Pour résumer, si 2010 a été une année exceptionnelle, 2011 sera une année de retour à la normale…
2010 a été l’année de tous les records. Or on sait que les arbres ne montent pas jusqu’au ciel. Cela veut dire que toutes les conditions qui poussent à l’expression d’une demande forte existent : parmi les freins, il y a, comme je l’ai souligné, l’importance de l’offre, et les systèmes existants. Pour l’heure, on ne peut pas dire si le PTZ+ jouera le rôle d’accélérateur ou de frein pour le marché. Quant au Scellier nouveau, il n’avait pas réellement démarré jusqu’ici. Les premiers chiffres d’avril en provenance des opérateurs laissent entrevoir une remontée au moins au niveau des demandes en provenance des investisseurs privés. D’ici la fin de l’année, ceci devrait monter en puissance. Et puis il y a le facteur solvabilisation, qui dépend essentiellement de deux choses : le prix et les taux.
Justement, le fait que le parc soit majoritairement BBC n’a-t-il pas renchéri le prix des appartements ?
Le BBC, tout le monde est d’accord, est plus cher. Ce dont on est sûr, c’est qu’il y a plus de matériaux et de mise en œuvre. De plus, on est dans les premiers chantiers. Comme personne ne l’a pratiqué, il n’y a pas l’avantage de l’expérience. Les entreprises prennent donc plus de précautions pour les produits en BBC qu’ils n’en prennent sur un produit parfaitement maitrisé. Le BBC est ainsi vraisemblablement 10% à 15% plus cher qu’un appartement de même type, au moins dans les premières années.
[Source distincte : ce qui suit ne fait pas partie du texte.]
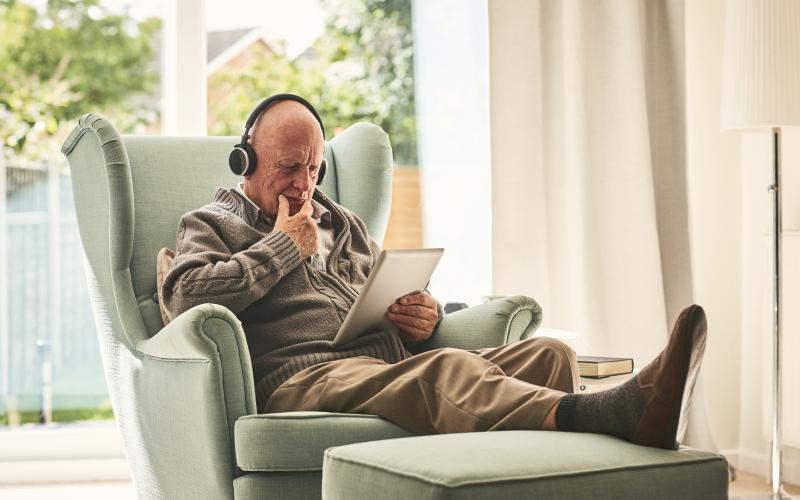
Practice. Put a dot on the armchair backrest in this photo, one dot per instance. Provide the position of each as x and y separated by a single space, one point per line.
129 195
131 191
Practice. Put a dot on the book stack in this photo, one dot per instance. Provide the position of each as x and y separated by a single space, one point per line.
600 367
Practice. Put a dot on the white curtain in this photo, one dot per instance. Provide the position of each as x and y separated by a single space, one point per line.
605 244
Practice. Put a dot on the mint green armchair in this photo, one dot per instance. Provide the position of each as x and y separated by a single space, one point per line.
183 394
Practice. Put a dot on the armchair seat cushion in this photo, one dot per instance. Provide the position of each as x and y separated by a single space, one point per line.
296 441
520 464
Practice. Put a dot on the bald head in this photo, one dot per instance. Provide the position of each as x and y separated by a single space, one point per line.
289 144
283 121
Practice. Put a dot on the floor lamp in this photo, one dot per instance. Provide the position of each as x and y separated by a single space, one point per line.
761 91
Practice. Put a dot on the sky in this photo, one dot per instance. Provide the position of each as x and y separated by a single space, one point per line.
298 22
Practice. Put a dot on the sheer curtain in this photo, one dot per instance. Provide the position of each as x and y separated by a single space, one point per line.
589 170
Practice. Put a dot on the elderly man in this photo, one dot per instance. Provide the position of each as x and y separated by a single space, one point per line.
289 262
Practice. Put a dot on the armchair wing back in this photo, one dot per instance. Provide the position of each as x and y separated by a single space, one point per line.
129 195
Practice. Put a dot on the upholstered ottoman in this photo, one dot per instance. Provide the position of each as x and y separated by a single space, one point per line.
519 464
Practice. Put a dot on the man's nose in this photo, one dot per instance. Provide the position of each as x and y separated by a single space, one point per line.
302 179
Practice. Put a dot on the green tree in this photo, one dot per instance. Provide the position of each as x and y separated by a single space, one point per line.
68 58
370 46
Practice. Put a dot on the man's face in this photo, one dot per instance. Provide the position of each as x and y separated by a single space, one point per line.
290 151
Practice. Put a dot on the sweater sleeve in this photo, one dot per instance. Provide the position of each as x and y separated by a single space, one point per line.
205 269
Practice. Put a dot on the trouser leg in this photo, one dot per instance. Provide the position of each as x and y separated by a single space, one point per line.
540 361
440 391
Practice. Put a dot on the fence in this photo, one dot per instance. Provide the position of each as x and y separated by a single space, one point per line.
44 304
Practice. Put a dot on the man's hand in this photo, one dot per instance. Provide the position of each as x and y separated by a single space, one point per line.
415 315
300 226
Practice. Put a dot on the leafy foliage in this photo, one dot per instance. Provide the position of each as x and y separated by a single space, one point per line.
70 57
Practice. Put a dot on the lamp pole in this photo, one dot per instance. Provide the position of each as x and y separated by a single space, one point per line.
775 189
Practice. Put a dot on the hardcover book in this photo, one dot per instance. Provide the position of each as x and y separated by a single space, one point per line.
599 367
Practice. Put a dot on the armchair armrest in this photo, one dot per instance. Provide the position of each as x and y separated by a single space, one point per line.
486 325
197 376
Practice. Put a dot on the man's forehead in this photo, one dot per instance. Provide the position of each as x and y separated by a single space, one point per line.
285 116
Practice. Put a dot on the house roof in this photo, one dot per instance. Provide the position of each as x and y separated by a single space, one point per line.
222 46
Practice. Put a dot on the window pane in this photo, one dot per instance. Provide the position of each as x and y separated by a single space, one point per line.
60 60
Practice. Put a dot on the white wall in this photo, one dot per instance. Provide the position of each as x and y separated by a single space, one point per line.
451 65
731 240
715 217
727 269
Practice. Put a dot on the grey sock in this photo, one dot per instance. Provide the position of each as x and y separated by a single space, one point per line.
615 411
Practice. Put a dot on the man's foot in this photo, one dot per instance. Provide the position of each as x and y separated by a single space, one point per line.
646 409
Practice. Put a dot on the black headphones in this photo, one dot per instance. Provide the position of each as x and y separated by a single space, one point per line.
242 159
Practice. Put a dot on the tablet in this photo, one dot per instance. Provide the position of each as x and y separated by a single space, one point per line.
397 273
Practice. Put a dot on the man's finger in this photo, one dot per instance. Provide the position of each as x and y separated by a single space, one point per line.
283 206
306 209
420 298
414 334
416 311
414 321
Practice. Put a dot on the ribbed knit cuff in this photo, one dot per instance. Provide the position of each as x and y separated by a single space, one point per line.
565 413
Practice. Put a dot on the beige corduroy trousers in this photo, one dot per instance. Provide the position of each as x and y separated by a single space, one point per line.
441 391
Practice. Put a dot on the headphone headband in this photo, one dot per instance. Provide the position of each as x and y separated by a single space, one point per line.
242 159
269 101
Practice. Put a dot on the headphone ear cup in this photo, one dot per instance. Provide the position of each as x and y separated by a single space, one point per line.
242 160
322 168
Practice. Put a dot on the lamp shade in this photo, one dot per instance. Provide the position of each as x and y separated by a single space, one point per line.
761 64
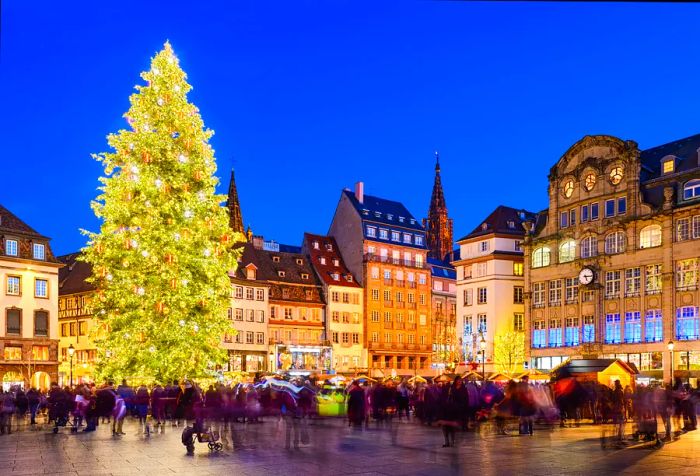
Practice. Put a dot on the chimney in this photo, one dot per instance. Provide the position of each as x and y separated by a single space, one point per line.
360 192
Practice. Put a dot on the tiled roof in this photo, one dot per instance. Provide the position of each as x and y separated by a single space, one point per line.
382 211
498 222
10 222
324 254
686 150
72 277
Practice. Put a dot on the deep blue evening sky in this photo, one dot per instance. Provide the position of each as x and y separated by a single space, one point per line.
308 97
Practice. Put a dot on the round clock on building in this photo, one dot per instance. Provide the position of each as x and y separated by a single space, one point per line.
586 275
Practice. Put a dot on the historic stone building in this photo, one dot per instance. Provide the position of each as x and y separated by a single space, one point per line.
29 303
344 307
490 285
75 320
383 246
249 314
438 226
611 267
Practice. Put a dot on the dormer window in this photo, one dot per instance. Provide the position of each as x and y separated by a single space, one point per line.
11 248
39 251
668 165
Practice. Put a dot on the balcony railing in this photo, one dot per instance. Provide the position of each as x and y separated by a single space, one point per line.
370 257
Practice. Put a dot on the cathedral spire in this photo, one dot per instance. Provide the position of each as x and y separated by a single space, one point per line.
438 225
234 207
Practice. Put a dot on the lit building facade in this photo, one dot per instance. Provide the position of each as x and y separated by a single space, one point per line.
29 302
490 284
611 267
344 306
249 313
75 320
298 342
383 246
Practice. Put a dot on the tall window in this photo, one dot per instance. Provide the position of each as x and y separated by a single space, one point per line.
612 329
652 283
632 281
650 236
14 285
571 332
517 294
683 229
481 295
555 334
14 322
567 251
615 243
539 336
633 327
555 292
612 284
588 329
571 290
691 189
39 251
687 323
687 273
541 257
41 324
538 294
589 247
11 247
653 326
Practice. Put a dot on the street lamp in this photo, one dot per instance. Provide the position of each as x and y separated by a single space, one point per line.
482 345
670 349
71 351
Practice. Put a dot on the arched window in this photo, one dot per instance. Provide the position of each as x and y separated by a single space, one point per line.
589 247
691 189
541 257
650 236
567 251
615 242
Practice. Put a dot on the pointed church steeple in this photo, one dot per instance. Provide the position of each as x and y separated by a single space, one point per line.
438 225
234 207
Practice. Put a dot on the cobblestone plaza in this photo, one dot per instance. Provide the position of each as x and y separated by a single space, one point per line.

On est donc dans une phase où les prix vont continuer à augmenter : ils ont monté de 5% à 6% l’année dernière, ils vont monter au moins d’autant cette année, d’autant que les composants augmentent.
L’augmentation des matières premières se ressent donc sur le secteur ?
Le logement est un produit industriel, et tous les matériaux de base - l’acier, le cuivre, le pétrole - sont orientés à la hausse. Le prix des matières premières est toutefois imposé à l’échelle mondiale, on sait que nous n’avons pas trop les moyens de jouer dessus. En revanche, nous nous imposons de nous-même une partie des coûts, avec le BBC, le Grenelle, et les nouvelles normes. Nous n’avons pas, comme dans l’industrie automobile par exemple, l’effet d’industrialisation ni les effets de série. Les nouvelles normes nous sont imposées, et on ne sait pas les effacer par la suite.
Au niveau du Grand Lyon, il y a une tendance à la densification. Est-ce que ce mouvement va se poursuivre selon vous?
Pour le mouvement de densification, je ne le vois pas. Nous vivons sur un PLU qui est ancien, avec une densité qui est prévue jusqu’en 2015. C’est un point important car, par rapport à la tradition de l’agglomération, il n’y a pas pour l’heure de phénomène nouveau. La densité de l’agglomération est trop faible. Acceptons-en le postulat : il faudra que l’on accueille 150.000 nouveaux habitants, et quoiqu’en puissent dire les politiques, ils ne peuvent pas s’opposer à la venue de nouveaux habitants dans l’agglomération. C’est un mouvement démographique et économique. Il faudra bien loger ces habitants. Si on ne veut pas les loger, on créera un mouvement de pression tel dans l’agglomération que l’on fera exploser les prix, tout en rejetant de plus en plus loin à l’extérieur les gens qui viendront travailler à l’intérieur de celle-ci, avec tous les inconvénients que cette situation implique. L’intensité urbaine est une nécessité. La France est un des pays du monde où la densité est la plus faible. Or nous avons, à Lyon, une qualité d’équipement et d’investissement qui nécessite cette intensité urbaine plus forte.